Friday, August 3, 2012

The quest for beauty in science

S. Chandrasekhar was a very famous astrophysicist who featured in two earlier posts.
In 1979 he published an article in Physics Today, Beauty and the quest for beauty in science. It was reprinted in an memorial issue solely about Chandrasekhar.
It makes fascinating (but intellectually demanding) reading. The abstract is
Science, like the arts, admits aesthetic criteria; we seek theories that display a proper conformity of the parts to one another and to the whole while still showing some strangeness in their proportion.
He quotes Keats:
Beauty is truth, truth beauty that is all
Ye know on earth, and all ye need to know.
Later he states:
So far, my remarks have been confined to what we may all concede as great ideas conceived by great minds. It does not, however, follow that beauty is experienced only in the context of great ideas and by great minds. This is no more true than that the joys of creativity are restricted to a fortunate few. They are, indeed, accessible to each one of us provided we are attuned to the perception of strangeness in the proportion and the conformity of the parts to one another and to the whole.
I am considering using these quotes as a part of an introduction to a talk I have been asked to give by a Bible study group of scientists in Bangalore.

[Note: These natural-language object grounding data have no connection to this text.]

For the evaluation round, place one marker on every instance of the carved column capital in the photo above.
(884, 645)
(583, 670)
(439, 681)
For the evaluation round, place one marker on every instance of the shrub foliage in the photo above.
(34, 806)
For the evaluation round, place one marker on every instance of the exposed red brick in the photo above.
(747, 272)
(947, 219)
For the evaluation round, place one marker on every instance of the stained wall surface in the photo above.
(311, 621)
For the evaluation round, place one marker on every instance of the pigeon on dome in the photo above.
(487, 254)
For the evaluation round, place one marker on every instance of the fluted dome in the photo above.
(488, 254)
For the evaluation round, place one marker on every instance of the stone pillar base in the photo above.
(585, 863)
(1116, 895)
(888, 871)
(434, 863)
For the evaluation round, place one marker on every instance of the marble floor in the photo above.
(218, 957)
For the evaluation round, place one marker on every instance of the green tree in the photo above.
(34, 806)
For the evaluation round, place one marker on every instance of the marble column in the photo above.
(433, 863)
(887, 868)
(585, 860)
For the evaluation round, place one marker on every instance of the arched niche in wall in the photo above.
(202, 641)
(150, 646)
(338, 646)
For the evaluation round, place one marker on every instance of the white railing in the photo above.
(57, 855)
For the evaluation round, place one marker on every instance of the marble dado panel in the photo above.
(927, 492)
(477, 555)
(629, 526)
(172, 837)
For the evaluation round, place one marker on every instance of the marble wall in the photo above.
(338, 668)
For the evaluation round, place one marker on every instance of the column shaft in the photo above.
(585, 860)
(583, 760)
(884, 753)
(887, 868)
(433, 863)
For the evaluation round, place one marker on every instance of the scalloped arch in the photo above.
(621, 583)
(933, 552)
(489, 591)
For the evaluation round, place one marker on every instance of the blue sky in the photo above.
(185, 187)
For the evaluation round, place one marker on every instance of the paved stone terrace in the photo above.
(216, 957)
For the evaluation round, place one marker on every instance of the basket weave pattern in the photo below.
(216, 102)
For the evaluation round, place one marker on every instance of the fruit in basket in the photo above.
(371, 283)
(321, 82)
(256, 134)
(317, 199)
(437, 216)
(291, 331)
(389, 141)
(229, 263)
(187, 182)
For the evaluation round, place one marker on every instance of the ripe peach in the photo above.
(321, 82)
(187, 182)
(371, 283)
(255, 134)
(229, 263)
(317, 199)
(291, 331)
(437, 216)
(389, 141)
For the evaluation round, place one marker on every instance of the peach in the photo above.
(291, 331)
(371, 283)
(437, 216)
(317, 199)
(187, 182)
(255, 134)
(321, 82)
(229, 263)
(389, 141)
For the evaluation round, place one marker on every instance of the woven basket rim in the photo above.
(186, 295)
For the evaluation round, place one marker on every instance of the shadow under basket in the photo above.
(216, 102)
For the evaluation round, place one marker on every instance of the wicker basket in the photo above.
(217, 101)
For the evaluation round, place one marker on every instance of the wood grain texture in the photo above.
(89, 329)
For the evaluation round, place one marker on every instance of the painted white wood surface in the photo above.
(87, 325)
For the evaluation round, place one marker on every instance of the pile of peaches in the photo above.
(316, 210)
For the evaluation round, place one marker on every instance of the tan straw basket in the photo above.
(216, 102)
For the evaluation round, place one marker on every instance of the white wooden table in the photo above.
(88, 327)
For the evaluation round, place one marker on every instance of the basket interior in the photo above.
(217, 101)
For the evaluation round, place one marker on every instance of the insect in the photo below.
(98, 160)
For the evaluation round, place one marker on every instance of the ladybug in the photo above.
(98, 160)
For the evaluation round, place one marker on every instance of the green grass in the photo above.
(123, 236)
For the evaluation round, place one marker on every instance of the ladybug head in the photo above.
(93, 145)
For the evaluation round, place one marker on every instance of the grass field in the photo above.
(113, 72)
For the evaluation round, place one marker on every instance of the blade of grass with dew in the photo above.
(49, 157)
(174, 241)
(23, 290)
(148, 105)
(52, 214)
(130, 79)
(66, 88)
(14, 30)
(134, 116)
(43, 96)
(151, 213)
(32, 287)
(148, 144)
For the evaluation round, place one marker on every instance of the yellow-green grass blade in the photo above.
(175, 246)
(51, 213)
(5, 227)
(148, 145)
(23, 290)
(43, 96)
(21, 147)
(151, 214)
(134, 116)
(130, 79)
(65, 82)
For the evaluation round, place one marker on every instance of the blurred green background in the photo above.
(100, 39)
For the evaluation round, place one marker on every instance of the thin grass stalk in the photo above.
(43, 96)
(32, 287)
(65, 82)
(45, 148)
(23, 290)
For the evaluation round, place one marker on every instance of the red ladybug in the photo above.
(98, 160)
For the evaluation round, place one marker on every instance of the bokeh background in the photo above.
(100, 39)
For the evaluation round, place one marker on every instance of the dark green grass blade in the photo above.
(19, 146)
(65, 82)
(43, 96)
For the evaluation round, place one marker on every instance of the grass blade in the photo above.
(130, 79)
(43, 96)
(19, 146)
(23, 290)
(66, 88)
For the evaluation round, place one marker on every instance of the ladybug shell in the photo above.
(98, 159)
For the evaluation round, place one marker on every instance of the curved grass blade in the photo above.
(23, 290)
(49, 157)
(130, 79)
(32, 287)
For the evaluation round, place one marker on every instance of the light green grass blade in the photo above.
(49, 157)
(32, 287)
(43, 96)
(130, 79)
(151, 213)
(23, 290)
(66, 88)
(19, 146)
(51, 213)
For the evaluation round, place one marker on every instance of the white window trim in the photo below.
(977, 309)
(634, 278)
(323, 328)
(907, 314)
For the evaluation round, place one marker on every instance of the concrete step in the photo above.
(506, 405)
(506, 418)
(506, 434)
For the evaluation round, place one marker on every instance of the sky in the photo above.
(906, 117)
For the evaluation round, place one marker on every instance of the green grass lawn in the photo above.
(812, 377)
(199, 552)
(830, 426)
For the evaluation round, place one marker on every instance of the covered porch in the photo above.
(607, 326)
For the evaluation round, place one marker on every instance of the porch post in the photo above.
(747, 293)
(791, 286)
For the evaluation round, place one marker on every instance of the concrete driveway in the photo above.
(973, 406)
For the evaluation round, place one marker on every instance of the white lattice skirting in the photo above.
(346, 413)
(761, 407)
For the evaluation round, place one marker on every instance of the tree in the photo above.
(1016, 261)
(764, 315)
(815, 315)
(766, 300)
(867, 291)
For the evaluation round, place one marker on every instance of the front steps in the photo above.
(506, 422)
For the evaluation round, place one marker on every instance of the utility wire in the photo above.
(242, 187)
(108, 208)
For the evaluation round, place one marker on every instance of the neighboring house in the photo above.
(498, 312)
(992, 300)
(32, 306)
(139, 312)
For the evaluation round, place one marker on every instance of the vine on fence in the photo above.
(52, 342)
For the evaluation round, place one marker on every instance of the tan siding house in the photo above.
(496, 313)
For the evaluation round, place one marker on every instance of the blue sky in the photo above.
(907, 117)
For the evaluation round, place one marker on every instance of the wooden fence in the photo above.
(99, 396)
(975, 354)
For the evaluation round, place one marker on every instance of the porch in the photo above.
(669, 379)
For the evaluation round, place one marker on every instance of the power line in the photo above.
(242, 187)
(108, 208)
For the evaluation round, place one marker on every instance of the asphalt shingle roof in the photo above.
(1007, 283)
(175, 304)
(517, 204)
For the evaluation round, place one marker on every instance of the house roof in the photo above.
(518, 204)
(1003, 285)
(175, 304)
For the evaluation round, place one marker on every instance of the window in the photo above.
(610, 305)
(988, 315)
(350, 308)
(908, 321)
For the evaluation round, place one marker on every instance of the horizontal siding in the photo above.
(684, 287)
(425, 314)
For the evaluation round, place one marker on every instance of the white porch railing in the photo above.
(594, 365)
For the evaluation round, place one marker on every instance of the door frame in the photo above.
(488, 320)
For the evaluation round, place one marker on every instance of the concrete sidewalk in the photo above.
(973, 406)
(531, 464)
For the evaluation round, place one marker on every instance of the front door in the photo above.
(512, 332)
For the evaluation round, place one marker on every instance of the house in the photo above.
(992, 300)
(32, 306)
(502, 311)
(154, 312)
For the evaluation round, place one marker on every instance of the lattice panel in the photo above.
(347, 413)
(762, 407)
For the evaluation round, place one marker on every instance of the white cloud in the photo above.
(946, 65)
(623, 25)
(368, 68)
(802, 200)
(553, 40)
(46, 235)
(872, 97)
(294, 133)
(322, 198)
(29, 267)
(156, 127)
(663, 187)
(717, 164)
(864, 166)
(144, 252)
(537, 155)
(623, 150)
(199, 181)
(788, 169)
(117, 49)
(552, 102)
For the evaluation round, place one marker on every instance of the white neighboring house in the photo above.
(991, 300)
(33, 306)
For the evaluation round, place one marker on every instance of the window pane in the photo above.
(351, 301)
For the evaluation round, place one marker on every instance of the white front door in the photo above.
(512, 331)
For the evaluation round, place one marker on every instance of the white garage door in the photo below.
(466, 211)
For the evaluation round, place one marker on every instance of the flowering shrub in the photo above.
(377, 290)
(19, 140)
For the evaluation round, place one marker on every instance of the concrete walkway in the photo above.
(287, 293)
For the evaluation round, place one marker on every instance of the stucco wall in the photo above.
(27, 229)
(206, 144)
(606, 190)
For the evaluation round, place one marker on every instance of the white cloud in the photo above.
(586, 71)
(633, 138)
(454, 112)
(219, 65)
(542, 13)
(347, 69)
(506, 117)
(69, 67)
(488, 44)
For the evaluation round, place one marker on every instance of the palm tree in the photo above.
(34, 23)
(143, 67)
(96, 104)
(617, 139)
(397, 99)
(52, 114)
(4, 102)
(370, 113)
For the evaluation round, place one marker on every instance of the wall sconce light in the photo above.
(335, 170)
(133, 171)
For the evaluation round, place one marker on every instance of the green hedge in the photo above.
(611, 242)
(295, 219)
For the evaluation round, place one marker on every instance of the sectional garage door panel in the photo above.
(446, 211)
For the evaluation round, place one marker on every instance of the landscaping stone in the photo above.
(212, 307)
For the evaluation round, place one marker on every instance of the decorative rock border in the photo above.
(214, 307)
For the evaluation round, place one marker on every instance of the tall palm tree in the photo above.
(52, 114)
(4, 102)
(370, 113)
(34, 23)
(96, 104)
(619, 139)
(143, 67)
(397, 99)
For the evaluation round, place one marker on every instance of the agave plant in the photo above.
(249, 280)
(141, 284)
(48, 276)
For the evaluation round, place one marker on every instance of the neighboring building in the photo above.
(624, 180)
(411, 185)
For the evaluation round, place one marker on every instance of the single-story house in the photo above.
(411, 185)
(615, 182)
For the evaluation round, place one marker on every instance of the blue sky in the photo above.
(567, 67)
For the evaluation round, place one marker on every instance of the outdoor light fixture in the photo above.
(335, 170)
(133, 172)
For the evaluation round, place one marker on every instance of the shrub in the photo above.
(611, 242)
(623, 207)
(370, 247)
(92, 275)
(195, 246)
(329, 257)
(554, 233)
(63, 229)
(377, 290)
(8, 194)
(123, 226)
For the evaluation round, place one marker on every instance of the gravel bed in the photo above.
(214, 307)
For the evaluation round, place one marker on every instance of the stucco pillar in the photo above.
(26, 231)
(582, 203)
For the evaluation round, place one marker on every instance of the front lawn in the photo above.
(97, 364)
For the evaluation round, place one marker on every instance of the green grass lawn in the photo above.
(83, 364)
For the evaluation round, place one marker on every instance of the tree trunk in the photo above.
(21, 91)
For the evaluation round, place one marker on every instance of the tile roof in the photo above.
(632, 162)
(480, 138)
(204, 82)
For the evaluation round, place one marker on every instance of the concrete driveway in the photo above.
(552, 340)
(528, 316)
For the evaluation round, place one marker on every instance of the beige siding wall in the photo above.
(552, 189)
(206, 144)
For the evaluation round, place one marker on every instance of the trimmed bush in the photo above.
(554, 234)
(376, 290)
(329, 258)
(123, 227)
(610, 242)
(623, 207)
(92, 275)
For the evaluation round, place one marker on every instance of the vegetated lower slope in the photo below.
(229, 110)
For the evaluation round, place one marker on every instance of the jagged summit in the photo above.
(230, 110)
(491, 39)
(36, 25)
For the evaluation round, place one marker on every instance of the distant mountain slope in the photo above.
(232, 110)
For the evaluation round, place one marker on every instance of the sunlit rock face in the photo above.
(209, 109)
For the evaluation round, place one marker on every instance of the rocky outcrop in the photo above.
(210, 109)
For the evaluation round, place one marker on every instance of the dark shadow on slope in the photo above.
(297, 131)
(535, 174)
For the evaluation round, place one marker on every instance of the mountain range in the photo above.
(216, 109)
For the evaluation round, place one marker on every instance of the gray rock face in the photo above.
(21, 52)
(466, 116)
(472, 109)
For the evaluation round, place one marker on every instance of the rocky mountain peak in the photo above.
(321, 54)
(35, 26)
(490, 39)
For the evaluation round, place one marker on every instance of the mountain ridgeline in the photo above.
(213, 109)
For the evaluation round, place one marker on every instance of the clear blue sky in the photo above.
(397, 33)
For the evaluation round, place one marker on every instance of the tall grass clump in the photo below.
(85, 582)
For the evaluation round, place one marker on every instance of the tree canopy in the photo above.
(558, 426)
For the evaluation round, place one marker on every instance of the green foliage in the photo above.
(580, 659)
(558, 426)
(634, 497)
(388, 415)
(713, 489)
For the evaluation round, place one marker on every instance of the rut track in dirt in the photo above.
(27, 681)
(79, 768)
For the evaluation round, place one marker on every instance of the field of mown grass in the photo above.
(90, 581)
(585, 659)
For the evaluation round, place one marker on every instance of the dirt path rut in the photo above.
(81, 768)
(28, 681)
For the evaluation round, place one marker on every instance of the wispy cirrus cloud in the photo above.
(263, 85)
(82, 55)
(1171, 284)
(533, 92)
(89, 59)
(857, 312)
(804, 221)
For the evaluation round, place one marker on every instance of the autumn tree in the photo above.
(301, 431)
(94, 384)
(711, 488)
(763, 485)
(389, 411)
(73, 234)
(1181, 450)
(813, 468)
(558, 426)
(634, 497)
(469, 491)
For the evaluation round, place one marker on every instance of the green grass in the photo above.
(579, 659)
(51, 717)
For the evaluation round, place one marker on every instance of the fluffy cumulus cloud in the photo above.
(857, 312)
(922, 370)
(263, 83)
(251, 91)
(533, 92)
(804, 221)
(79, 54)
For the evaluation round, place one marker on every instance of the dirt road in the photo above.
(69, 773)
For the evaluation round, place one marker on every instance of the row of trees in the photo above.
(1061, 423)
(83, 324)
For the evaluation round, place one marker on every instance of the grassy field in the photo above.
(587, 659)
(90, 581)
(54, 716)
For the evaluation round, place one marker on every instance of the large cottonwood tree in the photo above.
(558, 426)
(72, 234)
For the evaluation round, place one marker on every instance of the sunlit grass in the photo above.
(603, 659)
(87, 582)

We can see beauty and truth in science. We should seek it elsewhere as well. Is there truth and beauty and mystery to be found in the Bible? in the life and teachings of Jesus? Do we perceive "strangeness in the proportion" (mystery) there?
Is there "conformity of the parts to one another and to the whole" (a coherent framework for understanding ourselves, God, and our place in the universe)?

1 comment:

  1. This reference provides a unique Understanding of both Quantum Reality as signalled by E=MC2, and of Art and Beauty too.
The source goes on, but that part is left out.